Despite the delays in getting a farm bill passed, the final products is not much different than what it has been in the past. Yes, the names of the programs have changed and the details of how payments get calculated have altered. But, these basic fact remain: the federal government remains heavily involved in production agriculture and hundreds of millions of dollars flow from taxpayers to farmers in ways that distort production decisions and lead to inefficient outcomes.

How do we get beyond this status quo? It will require new ideas.

Here are a couple that I've recently run across (although the ideas themselves have been around a while).

The first is an idea discussed by Graig Gunderson of the University of Illinois and three folks from the USDA, Betsey Kuhn, Susan Offutt, and Mitchel Moorehart. In a piece published by the USDA Economic Research Service back in 2004, they make the case for the devolution of agricultural policy - returning to the states the power to make their own farm policies. They write:

Current agricultural policy is concentrated at the Federal level, rather than at more decentralized levels. In light of agricultural diversity among States and the possible advantages to more local control of government programs, it is time to consider whether this concentration of power may impede the ability of agricultural policy to effectively address the new face of agriculture in the United States.
The authors suggest that about a third of federal spending on agricultural policy can be returned to the states via block grants, and they suggest various means for deciding on the allocations.

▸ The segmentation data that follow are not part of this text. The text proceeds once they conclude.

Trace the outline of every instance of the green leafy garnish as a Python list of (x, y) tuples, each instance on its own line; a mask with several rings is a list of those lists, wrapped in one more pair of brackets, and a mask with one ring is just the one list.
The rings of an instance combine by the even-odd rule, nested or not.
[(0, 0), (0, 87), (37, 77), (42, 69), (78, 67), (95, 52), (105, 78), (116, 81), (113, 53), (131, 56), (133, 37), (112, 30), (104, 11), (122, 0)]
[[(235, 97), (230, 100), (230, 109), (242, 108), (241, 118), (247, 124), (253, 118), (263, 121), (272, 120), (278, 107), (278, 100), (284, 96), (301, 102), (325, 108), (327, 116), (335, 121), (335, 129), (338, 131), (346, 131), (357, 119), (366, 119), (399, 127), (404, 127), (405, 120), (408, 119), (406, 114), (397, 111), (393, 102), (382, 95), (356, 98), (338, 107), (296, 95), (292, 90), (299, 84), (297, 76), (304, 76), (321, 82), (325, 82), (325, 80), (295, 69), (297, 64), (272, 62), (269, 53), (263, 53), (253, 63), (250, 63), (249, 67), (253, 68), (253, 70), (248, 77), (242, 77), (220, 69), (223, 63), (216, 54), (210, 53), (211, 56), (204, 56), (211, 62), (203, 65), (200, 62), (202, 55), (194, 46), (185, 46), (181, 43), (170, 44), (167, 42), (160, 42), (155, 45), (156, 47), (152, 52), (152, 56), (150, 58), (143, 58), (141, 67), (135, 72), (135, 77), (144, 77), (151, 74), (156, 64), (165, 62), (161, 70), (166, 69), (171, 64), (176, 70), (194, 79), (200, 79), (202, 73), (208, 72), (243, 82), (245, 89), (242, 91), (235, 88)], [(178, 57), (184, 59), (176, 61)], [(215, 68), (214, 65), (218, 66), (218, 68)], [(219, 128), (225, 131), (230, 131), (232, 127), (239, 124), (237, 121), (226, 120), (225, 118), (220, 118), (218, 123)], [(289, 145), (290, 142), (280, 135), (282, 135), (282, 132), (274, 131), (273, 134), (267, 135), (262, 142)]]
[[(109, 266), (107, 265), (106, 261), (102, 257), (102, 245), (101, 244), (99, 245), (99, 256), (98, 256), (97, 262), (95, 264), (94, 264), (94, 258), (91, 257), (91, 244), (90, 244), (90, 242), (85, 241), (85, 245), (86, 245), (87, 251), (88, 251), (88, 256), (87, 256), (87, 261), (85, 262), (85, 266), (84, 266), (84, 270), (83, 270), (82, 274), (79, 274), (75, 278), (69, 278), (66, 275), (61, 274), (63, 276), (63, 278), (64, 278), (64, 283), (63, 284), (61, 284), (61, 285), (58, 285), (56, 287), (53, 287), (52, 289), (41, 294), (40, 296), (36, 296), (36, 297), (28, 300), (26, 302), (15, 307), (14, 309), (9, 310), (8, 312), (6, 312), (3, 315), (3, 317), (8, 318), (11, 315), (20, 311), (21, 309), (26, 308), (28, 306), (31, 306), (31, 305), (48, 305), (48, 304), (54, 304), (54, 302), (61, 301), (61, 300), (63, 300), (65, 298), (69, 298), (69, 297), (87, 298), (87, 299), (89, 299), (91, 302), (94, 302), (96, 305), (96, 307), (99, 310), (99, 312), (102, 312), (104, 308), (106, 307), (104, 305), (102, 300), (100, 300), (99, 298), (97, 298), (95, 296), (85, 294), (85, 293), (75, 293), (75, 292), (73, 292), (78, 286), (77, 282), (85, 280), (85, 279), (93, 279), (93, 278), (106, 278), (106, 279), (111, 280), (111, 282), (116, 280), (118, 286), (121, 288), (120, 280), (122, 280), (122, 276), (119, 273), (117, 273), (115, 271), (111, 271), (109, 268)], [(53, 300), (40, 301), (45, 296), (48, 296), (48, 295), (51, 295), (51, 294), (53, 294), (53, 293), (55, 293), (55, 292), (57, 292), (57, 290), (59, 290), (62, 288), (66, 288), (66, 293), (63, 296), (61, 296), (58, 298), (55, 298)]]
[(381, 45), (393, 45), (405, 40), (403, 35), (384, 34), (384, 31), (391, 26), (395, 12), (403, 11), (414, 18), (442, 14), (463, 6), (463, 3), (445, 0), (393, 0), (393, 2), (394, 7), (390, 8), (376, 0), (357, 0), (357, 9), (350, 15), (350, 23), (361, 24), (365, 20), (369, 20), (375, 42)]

Second, Greg Colson, Octavio Ramirez, and Shengfei Fu of the University Georgia, in an article just released in Applied Economic Perspectives and Policy, make the case for crop insurance savings accounts as an alternative to subsidized federal crop insurance. They write:

This research explores the viability of an alternative design for crop insurance based upon farmer-owned savings accounts that are regulated, monitored, and marginally assisted by the government. Such accounts could be an effective risk management tool for many farmers and could operate without major government subsidization. Relative to the current program, the proposed design should exhibit minimal moral hazard and adverse selection problems, and since farm-level risk does not have to be priced, the proposed design eliminates the premium rating difficulties that weaken actuarial soundness and trigger the need for substantial external subsidies. In addition, administrative costs should be considerably lower.
Neither of these proposals is perfect or a cure-all, but they both have some promise in shaking up the status-quo and moving in a more promising direction.